Retriever#

We differentiate two types of context retrievers: lexical and semantic.

Lexical retrievers#

Lexical retrievers are based on the bag-of-words approach. The idea is to count the term frequency in documents and queries and based on a score, rank the documents. We could think that with this approach, documents with similar words distribution are likely to be similar.

However, we can also infer a limitation: since this is based on term frequency, the retriever does not take into account the meaning of the words. For instance, this is not robust to synonyms or to the context of the words.
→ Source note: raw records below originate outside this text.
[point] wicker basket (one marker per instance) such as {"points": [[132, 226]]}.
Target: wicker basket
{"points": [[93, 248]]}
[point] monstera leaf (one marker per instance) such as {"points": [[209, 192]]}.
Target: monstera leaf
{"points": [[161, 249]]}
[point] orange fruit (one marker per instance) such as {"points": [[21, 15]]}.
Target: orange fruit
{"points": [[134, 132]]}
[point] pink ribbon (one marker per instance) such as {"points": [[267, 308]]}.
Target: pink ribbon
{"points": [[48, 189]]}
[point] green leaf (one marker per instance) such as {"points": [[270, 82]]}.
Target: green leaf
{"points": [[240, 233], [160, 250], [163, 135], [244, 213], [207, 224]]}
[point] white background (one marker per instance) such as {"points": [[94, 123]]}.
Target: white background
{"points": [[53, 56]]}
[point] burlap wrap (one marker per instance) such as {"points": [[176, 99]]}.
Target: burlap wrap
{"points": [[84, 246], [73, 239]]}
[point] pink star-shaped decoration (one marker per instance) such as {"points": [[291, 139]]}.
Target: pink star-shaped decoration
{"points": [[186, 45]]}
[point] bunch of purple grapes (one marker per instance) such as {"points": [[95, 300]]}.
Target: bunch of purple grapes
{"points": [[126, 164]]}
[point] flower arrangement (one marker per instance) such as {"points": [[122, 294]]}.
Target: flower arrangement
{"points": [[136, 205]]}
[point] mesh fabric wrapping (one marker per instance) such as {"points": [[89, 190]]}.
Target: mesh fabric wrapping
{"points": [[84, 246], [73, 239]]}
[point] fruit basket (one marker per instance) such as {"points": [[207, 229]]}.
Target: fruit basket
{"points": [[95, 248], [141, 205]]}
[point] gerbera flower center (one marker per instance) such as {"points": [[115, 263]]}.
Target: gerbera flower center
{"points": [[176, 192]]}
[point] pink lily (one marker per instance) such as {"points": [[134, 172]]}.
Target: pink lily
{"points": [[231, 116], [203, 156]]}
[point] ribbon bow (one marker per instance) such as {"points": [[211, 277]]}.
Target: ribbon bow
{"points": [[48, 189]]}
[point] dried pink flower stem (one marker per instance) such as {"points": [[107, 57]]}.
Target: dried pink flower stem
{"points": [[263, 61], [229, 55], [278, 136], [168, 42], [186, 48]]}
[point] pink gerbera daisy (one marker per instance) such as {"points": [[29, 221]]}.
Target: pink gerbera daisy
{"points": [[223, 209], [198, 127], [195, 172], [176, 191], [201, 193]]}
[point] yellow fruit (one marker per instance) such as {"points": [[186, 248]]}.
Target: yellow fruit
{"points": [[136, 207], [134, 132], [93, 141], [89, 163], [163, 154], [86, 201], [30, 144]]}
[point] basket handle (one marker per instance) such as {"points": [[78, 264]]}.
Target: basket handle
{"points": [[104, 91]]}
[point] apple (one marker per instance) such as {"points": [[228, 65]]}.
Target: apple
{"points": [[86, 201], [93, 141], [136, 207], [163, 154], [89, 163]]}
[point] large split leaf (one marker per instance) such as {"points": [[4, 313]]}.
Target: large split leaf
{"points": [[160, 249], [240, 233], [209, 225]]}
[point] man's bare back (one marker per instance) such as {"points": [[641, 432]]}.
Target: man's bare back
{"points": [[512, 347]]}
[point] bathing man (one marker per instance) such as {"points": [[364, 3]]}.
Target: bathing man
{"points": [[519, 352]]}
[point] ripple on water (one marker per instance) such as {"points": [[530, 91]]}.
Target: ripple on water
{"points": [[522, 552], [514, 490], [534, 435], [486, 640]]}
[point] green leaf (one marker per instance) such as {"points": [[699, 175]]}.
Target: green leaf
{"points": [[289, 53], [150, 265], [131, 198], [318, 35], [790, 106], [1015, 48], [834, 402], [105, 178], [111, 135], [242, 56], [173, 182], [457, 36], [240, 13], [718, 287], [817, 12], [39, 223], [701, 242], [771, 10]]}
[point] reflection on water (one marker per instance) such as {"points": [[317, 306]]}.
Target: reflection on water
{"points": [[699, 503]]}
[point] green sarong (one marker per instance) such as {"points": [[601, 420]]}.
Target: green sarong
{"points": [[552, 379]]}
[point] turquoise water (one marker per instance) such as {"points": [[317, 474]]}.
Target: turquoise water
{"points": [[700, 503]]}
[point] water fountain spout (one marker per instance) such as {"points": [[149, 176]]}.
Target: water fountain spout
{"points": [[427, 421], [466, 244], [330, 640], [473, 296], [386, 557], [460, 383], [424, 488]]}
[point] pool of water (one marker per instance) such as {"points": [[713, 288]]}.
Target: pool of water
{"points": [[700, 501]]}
Here, we implement the BM25Retriever that uses a CountVectorizer to build the vocabulary. Then, we use a TF-IDF weighting scheme to weight the vocabulary. During the a query, we provide a similarity score between the query and the each documentation chunk seen during training. We can represent the retriever with the following diagram:

../_images/bm25.png

To have more details regarding the scoring used by the BM25 retriever, you can refer to this Wikipedia page.

Semantic retrievers#

In semantic retrievers, the idea is to have a more flexible match between the query and the documentation. We use an embedding model to project a document into a vector space. During the training, these vectors are used to build a vector database. During the query, we project the query into the vector space and we retrieve the closest documents. The semantic retrievers are more likely to make sense of words positioning and words similarity.

SemanticRetriever are using a given embedding and an approximate nearest neighbor algorithm, namely FAISS.

As embedding, we provide a SentenceTransformer that download any pre-trained sentence transformers from HuggingFace. A diagram representing this approach is:

../_images/sbert.png

Reranker: merging lexical and semantic retrievers results#

If we use both lexical and semantic retrievers, we need to merge the results of both retrievers. RetrieverReranker makes such reranking by using a cross-encoder model. In our case, cross-encoder model is trained on Microsoft Bing query-document pairs and is available on HuggingFace. A diagram showing the reranking process is:

../_images/cross_encoder.png

API of retrivers and reranker#

All retrievers and reranker adhere to the same API with a fit and query method. For the retrievers, the fit method is used to create the index while the query method is used to retrieve the top-k documents given a query.